29 - Il problema è sempre lo stesso...

Non ero riuscito a trattenere la mia curiosità, e la mia impazienza non era passata inosservata durante tutta la cena. Alice era divertita dal mio atteggiamento e mi aveva stuzzicato per tutto il tempo.

- Penso che il mio regalo ti piacerà tantissimo.

- Ne sono certo! E sapere di cosa si tratta mi farebbe gioire di più.

- L'attesa amplifica il piacere... non pensi sia vero?

- Lo stai inventando... come fai con i proverbi!

Alice aveva allungato il cucchiaio verso il mio dolce al cioccolato e non mi prestava la minima attenzione.

- Non lo mangi quello. Vero? - Mi aveva domandato.

- Più che una domanda la tua mi sembra un'affermazione. Oppure una domanda alla quale non bisogna rispondere.

Alice aveva uno sguardo compiaciuto.

- Stai imparando in fretta. Questo dolce è buonissimo.
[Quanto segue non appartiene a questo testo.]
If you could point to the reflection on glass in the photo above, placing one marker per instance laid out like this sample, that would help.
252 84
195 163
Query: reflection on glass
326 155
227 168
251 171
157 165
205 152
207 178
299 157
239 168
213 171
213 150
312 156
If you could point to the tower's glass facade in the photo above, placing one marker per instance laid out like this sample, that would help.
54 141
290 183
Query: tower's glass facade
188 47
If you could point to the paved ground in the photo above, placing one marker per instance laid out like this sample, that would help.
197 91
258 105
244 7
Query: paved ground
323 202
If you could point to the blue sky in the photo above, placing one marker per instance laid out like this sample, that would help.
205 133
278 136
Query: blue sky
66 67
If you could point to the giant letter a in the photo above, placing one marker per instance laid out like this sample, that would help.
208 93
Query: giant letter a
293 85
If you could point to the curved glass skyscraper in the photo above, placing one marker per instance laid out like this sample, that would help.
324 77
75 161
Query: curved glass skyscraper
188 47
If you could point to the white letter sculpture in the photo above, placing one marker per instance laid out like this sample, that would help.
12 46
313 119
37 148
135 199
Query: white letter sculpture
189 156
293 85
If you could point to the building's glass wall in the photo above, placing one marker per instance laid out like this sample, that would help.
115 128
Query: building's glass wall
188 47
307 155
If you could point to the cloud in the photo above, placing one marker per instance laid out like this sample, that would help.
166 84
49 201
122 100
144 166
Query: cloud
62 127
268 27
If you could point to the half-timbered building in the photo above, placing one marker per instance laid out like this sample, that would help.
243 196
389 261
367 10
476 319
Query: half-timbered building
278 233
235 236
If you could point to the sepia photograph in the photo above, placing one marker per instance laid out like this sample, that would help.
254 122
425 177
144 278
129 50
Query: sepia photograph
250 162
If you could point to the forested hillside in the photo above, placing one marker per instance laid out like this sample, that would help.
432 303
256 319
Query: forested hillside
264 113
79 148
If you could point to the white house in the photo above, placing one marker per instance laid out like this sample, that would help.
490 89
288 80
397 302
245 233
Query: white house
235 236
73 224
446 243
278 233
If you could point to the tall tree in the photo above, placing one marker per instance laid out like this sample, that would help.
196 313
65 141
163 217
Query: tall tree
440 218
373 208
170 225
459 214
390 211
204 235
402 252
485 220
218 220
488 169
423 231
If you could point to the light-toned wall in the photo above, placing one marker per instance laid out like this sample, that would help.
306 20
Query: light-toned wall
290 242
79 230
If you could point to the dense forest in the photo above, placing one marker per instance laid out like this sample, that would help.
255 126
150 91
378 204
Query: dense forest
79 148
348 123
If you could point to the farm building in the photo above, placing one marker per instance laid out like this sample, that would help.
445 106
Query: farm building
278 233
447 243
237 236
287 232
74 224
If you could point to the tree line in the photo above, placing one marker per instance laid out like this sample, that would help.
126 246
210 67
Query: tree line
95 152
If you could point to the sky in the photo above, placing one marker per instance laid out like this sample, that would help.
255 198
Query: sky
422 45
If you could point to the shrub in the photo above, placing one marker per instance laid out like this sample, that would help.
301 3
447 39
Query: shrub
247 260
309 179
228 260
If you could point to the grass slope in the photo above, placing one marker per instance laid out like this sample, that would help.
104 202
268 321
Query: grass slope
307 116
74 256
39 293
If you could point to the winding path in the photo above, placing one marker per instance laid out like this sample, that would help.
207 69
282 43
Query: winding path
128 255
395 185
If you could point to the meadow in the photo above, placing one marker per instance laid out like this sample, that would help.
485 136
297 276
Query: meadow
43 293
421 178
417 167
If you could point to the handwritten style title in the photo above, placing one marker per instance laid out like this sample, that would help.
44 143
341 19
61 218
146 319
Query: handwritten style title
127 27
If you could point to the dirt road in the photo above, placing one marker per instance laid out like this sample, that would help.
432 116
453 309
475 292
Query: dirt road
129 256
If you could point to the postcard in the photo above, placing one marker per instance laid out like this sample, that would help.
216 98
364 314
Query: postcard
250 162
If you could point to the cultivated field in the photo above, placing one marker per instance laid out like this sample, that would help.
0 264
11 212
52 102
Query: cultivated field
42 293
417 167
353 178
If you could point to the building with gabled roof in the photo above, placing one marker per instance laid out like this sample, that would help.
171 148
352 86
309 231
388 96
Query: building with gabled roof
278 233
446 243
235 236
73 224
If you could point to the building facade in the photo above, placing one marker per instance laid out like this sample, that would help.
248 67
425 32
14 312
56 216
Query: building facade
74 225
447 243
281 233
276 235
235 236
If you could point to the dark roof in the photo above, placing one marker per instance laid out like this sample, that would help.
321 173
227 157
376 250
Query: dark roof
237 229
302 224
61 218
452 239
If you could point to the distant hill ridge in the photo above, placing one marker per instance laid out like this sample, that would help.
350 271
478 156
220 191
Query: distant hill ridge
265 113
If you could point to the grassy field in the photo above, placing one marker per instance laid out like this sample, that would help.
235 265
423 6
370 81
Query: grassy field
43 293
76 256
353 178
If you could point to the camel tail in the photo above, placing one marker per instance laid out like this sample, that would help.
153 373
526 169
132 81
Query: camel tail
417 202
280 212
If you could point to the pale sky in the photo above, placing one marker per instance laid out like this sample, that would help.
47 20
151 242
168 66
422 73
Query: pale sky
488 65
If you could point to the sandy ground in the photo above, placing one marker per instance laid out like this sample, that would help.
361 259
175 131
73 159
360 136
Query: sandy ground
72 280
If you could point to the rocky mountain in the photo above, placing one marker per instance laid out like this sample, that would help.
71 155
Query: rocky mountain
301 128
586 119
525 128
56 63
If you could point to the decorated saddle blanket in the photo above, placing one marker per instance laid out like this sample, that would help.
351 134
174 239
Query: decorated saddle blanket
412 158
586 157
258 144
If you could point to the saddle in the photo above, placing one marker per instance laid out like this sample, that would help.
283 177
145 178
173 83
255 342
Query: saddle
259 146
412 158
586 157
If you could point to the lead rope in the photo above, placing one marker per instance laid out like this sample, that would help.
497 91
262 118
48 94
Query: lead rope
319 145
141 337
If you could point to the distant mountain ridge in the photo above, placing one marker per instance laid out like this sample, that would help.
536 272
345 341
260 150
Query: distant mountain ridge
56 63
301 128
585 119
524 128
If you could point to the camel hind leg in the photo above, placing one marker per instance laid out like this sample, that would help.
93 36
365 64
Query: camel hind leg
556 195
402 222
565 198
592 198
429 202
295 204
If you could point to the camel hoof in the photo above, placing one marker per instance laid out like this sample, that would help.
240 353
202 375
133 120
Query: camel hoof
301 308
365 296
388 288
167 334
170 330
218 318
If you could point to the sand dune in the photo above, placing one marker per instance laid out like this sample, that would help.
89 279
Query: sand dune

- Con il cioccolato che hai mangiato in questi giorni ci si poteva rifornire una decina di supermercati. Non ti disgusta?

- Sono allergica a tante di quelle cose, lasciami godere in pace il mio cioccolato. Quando mi sono nervosa non resisto.

- Nervosa? Che succede?

- Non far finta di non saperlo.

Non le avevo risposto.

- La tua partenza. Ultimamente ci sto pensando tanto. Sto pensando a noi due.

Le sue parole mi avevano allarmato. Si stava tirando di nuovo indietro?

- Non preoccuparti. Il tempo volerà e tornerò prima tu possa rendertene conto. E poi sarai impegnata con i tuoi studi e con il concorso accademico.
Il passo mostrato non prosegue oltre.